Dragon
Dragon
Les mains fouillent la terre,
Les yeux dans la misère,
Au dessus de sa tête
De paysanne, de bête,
Passe l’ombre endeuillant le soleil,
La chimère séculaire, le dragon de lumière.
Il glisse sans détours et pulvérise l’air,
Il promène alentour ses prunelles vermeilles…
Un élan musculeux,
Et il crève les cieux.
Regard miraculeux,
Sans religion, sans dieux…
Et violant le torrent de son corps vipérin,
Il pénètre le flot, impétueux refuge
Et vient s’y reposer, majestueux saurien,
Insensible aux remous, au courant, au déluge…
Tel un cygne de fer, de cuivre et d’étain,
Il glisse sur l’onde folle, y plonge sa couronne
D’écailles et de cornes luisants dans le matin.
Puis il quitte le lit qui après lui, bouillonne…
D’un pas gauche et massif, il a rejoint la rive,
Pour étendre son corps sous le couvert des bois.
Pour endormir la braise de la flamme trop vive,
Qui palpite en son sein telle une puissante foi.

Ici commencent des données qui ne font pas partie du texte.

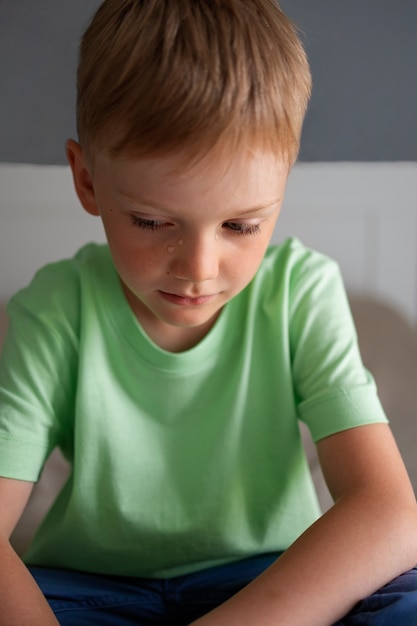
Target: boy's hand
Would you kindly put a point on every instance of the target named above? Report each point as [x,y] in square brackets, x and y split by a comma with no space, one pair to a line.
[366,539]
[21,600]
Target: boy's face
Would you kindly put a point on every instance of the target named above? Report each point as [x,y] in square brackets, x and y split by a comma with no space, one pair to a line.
[184,242]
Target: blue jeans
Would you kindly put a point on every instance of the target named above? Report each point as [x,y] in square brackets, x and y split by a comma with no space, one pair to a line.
[84,599]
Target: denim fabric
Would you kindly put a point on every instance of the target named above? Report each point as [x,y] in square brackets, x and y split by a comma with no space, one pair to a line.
[85,599]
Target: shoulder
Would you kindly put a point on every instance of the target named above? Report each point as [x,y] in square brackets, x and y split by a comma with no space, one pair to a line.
[55,292]
[292,270]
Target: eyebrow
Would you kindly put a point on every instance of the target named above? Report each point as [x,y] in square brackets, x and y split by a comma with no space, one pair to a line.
[255,209]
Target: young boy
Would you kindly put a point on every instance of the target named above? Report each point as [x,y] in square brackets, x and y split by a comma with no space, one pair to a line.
[172,366]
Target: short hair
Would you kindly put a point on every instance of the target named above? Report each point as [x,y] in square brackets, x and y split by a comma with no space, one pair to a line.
[160,76]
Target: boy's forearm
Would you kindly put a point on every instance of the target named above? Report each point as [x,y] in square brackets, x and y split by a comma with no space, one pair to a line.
[341,559]
[21,600]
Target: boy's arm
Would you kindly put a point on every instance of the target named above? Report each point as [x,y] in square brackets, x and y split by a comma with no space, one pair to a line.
[21,600]
[366,539]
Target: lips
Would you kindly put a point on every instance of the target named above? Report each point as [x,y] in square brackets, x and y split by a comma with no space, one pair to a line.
[186,300]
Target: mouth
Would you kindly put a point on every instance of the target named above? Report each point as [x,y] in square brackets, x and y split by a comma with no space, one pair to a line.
[186,300]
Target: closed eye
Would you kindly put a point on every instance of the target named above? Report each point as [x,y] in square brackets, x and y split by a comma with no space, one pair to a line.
[146,224]
[242,229]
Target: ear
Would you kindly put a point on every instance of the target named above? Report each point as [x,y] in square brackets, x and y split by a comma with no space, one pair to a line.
[83,181]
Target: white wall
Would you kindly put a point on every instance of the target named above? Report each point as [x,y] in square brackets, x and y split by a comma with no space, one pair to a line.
[362,214]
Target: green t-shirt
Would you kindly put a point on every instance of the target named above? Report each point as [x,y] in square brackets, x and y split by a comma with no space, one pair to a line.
[180,461]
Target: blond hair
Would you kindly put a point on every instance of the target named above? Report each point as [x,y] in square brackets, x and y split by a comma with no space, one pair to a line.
[157,76]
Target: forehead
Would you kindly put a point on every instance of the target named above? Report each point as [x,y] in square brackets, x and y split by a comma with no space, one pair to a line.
[246,172]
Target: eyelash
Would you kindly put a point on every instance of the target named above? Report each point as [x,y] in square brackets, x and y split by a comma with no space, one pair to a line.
[146,224]
[234,227]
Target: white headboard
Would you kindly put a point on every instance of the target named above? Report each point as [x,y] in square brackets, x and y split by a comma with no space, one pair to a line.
[362,214]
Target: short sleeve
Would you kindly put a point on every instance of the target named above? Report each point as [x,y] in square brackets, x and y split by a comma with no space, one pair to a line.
[38,373]
[333,389]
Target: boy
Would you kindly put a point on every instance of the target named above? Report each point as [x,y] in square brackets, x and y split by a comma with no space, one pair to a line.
[172,365]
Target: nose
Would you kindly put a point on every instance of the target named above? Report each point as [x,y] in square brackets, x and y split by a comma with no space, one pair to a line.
[196,259]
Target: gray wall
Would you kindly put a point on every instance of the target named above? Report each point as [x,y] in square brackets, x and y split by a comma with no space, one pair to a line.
[363,55]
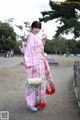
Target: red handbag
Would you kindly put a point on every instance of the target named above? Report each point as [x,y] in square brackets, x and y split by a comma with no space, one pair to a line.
[50,89]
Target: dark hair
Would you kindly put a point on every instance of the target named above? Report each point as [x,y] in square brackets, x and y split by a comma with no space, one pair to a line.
[36,24]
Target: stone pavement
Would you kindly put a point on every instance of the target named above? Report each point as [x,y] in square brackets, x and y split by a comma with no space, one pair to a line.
[60,106]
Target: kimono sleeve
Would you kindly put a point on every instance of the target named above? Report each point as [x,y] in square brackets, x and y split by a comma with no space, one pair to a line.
[30,57]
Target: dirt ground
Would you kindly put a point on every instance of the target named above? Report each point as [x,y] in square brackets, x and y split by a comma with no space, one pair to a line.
[60,106]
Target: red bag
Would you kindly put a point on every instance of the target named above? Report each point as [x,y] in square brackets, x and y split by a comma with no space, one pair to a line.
[50,89]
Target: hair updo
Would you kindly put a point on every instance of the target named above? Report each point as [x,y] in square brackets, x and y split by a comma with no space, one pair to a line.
[36,24]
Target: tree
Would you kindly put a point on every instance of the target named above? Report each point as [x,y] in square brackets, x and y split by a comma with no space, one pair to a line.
[24,29]
[67,13]
[7,36]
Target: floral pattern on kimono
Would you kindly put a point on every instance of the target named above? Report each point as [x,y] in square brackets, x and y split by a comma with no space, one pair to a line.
[34,56]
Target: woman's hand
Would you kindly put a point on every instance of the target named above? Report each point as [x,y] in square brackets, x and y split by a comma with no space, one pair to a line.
[34,69]
[44,40]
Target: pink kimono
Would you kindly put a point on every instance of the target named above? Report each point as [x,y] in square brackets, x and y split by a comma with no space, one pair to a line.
[34,56]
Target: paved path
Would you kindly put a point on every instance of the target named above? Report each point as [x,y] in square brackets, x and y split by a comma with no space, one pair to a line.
[9,62]
[60,106]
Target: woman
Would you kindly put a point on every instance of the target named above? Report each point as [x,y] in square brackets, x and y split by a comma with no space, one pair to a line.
[36,66]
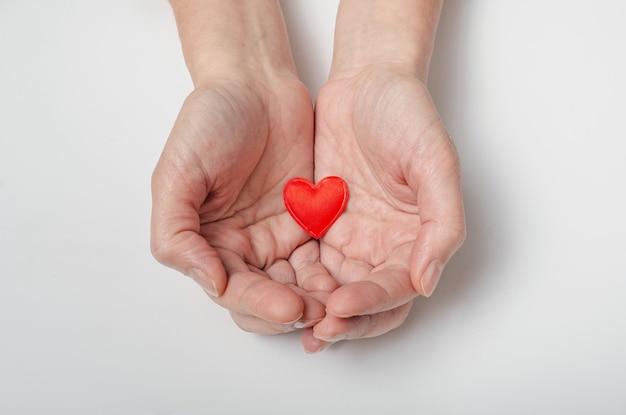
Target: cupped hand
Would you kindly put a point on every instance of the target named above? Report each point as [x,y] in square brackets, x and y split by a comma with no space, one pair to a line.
[378,129]
[218,214]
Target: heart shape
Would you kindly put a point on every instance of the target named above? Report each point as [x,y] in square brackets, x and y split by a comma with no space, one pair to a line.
[316,207]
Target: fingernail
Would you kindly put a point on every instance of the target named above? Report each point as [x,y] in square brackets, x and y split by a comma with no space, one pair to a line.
[207,284]
[302,324]
[323,347]
[333,339]
[431,278]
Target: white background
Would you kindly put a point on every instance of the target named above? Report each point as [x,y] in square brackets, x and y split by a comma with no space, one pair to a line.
[529,317]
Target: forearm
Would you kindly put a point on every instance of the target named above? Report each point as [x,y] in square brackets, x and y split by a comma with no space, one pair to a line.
[398,32]
[220,36]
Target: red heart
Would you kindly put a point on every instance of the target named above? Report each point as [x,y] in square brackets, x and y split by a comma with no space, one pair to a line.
[316,208]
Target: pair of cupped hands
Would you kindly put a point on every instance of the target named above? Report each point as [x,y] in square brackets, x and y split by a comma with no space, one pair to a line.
[219,217]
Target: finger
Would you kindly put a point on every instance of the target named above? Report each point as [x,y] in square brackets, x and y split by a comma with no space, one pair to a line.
[442,219]
[333,329]
[311,274]
[312,344]
[175,227]
[250,291]
[382,290]
[313,313]
[257,325]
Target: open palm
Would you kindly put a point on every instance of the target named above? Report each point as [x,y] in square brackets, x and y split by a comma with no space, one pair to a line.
[218,211]
[380,131]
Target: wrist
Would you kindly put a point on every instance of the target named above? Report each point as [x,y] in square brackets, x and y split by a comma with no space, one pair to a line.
[372,33]
[235,38]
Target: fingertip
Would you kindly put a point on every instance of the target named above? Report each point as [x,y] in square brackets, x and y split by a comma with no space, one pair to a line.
[214,287]
[311,344]
[430,279]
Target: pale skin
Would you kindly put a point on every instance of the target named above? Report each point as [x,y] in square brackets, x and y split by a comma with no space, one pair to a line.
[249,126]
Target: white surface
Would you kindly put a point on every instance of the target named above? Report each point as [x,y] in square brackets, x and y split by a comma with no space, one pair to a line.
[529,317]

Si le culte du feu l’a emporté parfois,
Sur sa raison bestiale aux profondeurs magiques ;
Le Dragon s’évertue à lui dicter sa loi,
Car il sait le regret du moment fatidique.
Semer la destruction quand on est un titan,
N’a d’attrait au final que pour les imparfaits ;
Epargner à la fleur la colère d’un géant,
Est un art ineffable et gratifiant à souhait.
Le feu de ses entrailles, contenu jusqu’au bout
Il le réserve aux hommes en mal d’héroïsme.
Ceux que l’oubli effraye jusqu’à les rendre fous,
Chevaliers sanctifiés, comble du romantisme.